Is Soy a Necessary Part of a Vegetarian or Vegan Diet?
Soy is absolutely not an essential ingredient in your diet.
If you feel the jury is out on soy safety, feel free to pass the plate. There are many other excellent vegetarian sources of protein and calcium, particularly other beans and legumes, nuts and seeds, and green leafy vegetables that will adequately meet your nutritional needs. The hormonally beneficial plant compounds found in soy are also found in a variety of beans and leafy green vegetables – eat a wide array of these daily for optimal health.
SUMMARY: Soy and Women’s Health in a Nutshell
- Eat only organic, non-GMO, traditional soy foods, particularly fermented forms (soy milk may be an exception as a “medical food” for symptom control during the perimenopause), as a small part of an overall healthy, plant-based diet.
- Eat soy, in moderation, as a small part of an overall healthy, plant-based diet.

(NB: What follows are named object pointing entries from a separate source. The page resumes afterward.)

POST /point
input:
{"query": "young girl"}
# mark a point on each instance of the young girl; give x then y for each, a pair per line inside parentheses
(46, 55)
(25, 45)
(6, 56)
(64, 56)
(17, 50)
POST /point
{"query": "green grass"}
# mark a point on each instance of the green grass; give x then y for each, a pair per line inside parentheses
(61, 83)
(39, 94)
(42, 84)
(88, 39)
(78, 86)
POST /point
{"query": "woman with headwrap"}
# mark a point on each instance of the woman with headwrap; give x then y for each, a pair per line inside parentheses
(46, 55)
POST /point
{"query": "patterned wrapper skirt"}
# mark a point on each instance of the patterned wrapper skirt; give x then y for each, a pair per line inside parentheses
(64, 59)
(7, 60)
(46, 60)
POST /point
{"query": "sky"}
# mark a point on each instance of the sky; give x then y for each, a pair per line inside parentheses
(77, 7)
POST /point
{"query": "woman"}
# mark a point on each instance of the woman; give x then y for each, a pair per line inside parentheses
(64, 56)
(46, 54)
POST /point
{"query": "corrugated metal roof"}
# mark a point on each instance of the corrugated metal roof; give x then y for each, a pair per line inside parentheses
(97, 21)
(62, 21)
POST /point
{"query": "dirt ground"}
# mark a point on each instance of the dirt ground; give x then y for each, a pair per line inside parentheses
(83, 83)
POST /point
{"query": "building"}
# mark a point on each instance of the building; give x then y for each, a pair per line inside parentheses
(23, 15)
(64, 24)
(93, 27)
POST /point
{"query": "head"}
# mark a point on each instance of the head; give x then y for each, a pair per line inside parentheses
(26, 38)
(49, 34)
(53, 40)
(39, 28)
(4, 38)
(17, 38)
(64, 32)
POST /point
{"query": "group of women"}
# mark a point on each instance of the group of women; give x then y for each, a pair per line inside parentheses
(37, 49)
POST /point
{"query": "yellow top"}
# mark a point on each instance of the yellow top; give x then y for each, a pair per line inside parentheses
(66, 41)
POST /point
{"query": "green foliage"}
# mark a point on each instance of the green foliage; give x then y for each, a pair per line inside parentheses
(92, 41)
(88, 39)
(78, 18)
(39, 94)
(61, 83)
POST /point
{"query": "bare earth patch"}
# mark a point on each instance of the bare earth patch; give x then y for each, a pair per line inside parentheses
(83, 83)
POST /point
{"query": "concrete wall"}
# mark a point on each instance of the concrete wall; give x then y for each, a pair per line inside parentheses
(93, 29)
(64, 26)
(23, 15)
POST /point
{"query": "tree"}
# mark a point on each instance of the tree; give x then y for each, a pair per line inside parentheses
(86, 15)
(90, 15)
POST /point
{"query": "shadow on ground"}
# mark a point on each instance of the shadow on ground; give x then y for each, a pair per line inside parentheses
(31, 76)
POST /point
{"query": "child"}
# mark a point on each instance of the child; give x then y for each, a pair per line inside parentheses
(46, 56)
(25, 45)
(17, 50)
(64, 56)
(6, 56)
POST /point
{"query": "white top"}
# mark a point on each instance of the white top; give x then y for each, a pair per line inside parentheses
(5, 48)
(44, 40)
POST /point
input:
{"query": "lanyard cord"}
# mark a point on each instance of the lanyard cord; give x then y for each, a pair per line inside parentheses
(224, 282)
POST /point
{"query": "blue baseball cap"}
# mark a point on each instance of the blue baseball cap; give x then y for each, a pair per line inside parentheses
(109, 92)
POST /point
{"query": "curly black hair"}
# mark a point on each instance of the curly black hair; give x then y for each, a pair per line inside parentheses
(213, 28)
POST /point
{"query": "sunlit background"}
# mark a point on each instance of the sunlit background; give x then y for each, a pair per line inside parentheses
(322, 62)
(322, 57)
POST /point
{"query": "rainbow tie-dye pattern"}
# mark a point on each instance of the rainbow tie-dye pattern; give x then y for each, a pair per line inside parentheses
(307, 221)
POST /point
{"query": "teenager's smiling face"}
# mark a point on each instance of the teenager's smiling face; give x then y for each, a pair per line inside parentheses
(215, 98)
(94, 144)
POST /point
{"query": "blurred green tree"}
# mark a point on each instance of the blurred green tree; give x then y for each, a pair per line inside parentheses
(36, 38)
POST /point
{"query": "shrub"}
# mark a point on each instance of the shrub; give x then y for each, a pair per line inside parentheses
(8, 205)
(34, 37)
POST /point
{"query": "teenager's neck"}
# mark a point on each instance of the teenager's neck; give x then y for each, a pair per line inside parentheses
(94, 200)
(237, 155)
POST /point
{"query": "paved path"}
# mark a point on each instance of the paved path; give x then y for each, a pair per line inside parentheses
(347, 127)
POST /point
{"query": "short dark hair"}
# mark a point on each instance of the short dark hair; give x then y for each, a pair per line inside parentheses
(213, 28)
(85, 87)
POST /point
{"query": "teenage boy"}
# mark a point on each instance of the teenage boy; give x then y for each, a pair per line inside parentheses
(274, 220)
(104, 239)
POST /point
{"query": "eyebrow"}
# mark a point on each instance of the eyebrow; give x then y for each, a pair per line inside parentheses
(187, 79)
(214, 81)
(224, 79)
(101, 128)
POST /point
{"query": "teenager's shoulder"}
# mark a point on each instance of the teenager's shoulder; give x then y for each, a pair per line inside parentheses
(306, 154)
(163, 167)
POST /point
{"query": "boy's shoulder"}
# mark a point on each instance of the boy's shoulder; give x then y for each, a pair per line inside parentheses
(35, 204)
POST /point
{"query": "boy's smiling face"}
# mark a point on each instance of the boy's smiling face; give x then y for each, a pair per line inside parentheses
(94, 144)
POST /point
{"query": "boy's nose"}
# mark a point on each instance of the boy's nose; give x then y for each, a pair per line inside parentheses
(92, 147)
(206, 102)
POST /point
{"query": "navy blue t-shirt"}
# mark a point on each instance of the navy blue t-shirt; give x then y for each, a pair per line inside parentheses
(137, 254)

Soy should only be a complement to your diet, not a mainstay. I generally recommend a maximum of 2-3 servings/week. Emphasize other high quality protein sources for healthy variety in your diet.
- Completely avoid “Frankensoy” products.
- If you have thyroid problems, or are on thyroid replacement medication, work with your doctor to monitor your levels if you eat soy regularly (> 1 x/week).
- Make sure to get adequate dietary or supplemental iodine if you eat soy regularly.